When it comes to questionable business practices among real estate industry insiders, nothing quite beats the loan officer who purposefully chooses not to disclose critical information to the borrower. Simply stated, unethical loan officers don’t like to give borrowers the whole picture of what the final loan looks like before closing for fear that the borrower may do what they’re supposed to… namely, shop for the best deal.
Think about it for a second. If a borrower finds a loan that costs less, offers a better rate, or is a more stable product, they might decide to go with that loan instead of the one being offered by the loan officer who reveals little to no information about his or her loan offering. By not allowing the borrower to make a fully informed and educated decision, the unethical loan officer increases the chances that the loan–whatever its ultimate terms are–will close.
Some of the information commonly withheld or not given in a timely fashion–as you will see in the following homeowner’s story–includes a loan’s costs, fees, interest rate, and other crucial information about the loan product itself. As you read the story below, see if it doesn’t sound like an all too familiar one.
My husband and I live on a farm in the eastern part of Michigan. Soon after we purchased our place, we had well over 20% worth of “down equity,” and collectively, my husband and I had what we felt was a very good income. In 2000, after being told they could beat our current lending institution’s costs and rates, we switched our mortgage to Countrywide Home Loans, a division of Countrywide Financial.
Like many homeowners, we thought we could trust our loan officer (I’ll simply refer to him as “R.C.”); so much so that we recommended him to members of our family.
R.C. told us that a “No Doc” loan would be the easiest way to avoid looking for all the paperwork we would need to be approved for the new loan, and since my husband and Iwere busy with our lives, we determined that the No Doc route was the perfect option.

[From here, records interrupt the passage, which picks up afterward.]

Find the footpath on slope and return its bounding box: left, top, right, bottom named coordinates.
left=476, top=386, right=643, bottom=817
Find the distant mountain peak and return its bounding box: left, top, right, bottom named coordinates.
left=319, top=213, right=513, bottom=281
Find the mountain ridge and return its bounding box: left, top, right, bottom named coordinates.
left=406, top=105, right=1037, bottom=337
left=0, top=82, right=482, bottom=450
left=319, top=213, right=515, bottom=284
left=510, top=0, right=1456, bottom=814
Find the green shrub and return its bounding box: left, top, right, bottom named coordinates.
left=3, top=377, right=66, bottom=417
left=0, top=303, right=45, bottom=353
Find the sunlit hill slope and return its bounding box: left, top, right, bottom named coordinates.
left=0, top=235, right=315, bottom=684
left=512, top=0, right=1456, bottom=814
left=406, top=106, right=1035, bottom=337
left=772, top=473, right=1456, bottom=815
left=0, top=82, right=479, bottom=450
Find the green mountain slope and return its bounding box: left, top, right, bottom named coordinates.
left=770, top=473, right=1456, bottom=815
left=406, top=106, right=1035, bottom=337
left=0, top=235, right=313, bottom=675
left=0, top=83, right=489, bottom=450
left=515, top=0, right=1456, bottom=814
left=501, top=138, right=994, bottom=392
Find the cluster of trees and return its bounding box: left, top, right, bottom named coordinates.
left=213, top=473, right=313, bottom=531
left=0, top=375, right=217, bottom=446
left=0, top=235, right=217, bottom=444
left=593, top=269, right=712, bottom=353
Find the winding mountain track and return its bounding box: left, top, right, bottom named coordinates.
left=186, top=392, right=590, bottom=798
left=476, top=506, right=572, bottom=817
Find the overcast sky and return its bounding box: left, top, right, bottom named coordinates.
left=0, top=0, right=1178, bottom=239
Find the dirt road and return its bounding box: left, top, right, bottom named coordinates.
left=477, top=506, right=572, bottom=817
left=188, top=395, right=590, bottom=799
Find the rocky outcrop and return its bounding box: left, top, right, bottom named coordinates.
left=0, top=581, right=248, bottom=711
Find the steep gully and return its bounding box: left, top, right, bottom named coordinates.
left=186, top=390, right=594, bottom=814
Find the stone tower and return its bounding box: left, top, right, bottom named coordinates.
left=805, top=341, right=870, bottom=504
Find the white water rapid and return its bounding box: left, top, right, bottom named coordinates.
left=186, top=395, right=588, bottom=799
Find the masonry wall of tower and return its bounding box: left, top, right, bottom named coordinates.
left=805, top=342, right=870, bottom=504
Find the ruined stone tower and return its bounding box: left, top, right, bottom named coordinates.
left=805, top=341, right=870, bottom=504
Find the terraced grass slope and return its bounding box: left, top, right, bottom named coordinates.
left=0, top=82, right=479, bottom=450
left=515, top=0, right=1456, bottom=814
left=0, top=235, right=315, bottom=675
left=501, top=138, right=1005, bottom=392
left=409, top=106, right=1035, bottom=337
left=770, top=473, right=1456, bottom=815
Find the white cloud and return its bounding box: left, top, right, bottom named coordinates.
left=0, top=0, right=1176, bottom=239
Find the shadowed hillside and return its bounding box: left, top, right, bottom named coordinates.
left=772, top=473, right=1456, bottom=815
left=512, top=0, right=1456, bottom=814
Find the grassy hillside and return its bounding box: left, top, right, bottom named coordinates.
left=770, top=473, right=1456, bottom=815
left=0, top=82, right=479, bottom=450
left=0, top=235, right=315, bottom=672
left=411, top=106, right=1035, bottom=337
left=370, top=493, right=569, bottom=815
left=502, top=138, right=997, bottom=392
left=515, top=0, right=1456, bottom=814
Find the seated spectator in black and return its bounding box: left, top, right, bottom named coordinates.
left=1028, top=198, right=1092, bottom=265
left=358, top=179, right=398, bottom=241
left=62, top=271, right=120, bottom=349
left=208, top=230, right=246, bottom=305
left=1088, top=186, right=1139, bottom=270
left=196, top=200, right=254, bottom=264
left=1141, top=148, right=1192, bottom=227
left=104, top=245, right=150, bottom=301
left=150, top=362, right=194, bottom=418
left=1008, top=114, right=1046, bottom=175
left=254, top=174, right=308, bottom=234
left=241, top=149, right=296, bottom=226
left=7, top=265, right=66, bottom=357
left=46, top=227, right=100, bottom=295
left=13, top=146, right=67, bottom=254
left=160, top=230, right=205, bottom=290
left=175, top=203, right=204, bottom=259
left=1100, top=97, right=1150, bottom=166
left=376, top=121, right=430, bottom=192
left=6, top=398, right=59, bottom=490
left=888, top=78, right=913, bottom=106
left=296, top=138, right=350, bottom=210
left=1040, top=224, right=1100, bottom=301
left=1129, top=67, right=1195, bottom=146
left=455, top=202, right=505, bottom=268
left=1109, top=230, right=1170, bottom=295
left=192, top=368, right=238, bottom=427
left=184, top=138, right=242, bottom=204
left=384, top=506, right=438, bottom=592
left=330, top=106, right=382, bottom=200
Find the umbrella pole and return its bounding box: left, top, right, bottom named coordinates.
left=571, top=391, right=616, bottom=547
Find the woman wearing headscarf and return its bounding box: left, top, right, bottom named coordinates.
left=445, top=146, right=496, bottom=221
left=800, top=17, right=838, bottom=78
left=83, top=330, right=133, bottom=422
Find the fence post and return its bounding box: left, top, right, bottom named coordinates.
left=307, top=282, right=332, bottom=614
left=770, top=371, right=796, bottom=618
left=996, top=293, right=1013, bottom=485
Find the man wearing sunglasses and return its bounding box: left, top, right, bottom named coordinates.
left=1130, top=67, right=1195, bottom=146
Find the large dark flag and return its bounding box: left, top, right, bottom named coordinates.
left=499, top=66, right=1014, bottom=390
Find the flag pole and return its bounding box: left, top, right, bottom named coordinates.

We told R.C. that we wanted a 30-year fixed loan, and we knew enough to ask for the costs associated with the mortgage upfront. Even though he was easy to talk to and seemed trustworthy, my husband and I had to pry every bit of information out of R.C. I asked several times for specific papers before closing, so I could review them, but was always told not to worry about costs because they were going to be attached to the back of the loan.
At the end of the day, despite asking repeatedly, we never received any of our costs in advance. It wasn’t until our closing—which R.C. did not attend–that I finally saw the true costs associated with the loan.
When we looked into refinancing—this time in 2005–we asked Countrywide. how much we could borrow, to which they replied, “How much to you want?” (apparently, a credit rating of 690 along with a solid income translated into the feeling that we could truly ask for any amount and get it). . At the time, we did not give them a figure but were really surprised when our appraisal came back showing that our home was worth a whopping $411,000. From our perspective, there was no way that amount was correct. At best, our home at that time was worth somewhere in the range of $315,000 to $325,000 (based on the sale prices of comparable homes in our immediate area). Again, we did not know any of this until the time of closing.
At our closing, we learned that we had another secondary equity loan on the property for $60,000. I was not happy and called our loan officer, R.C., again at the closing.
I asked to have the entire amount rolled into one loan and he made excuses about why they had to structure it this way to get the loan through. How could that be with a high credit rating, I wondered In addition, R.C. assured us that we could always consolidate the loans together after closing if we would like.
Another errant item I noticed at the closing was that Countrywide was trying to charge my husband and I for homeowner’s insurance, which I already had and had sent proof of to the company. If I had not caught it, we were sure to be paying for it.
By the time 16 months had gone by, the interest on the home equity loan jumped from 8.25% to 11%, often jumping as much as .25% in a month’s time for several months in a row As you can imagine, we just could not afford the payments on any longer. I tried to refinance again, but of course, our credit score had lowered as a result of struggling to make payments. Like many other people, we were told it wasn’t possible to refinance because our house wasn’t worth as much now. In other words, our house was now upside down in its value.
Countrywide posts everywhere–on all their paperwork and strategically throughout their website–that they can help if you are struggling with payments and that they have “counselors” you can talk to. They even sent us letters to that effect. My husband and I called many times to try to work things out with them and they just demanded money and made harassing threats. Countrywide representatives often called us six or more times a day demanding payment, and even went so far as to harass us at work. They even told my secretary of my situation and harassed her!
During our time of trying to make the payments, I was often driven to tears and hysterics by Countrywide’s harassing phone calls, threats and no help whatsoever from their customer service department. It was just awful! They didn’t give us any alternatives; just threats if we did not make the payments. We were told we would face criminal charges, be tossed out on the street, lose everything we have, and be marked as debtors forever on our credit reports and more. They humiliated us at every chance they could and treated us like dirt. I cannot begin tell you the stress it created at an already stressful time.
~ Jean and Steven Sample
When you stop to consider the lack of information given to some borrowers and the tactics used by some loan officers to “get the loan done,” it is not all that difficult to see why there are so many problems with loans in the market today. The refinancing party ultimately comes to an end, leaving the borrower to pick up the shattered pieces.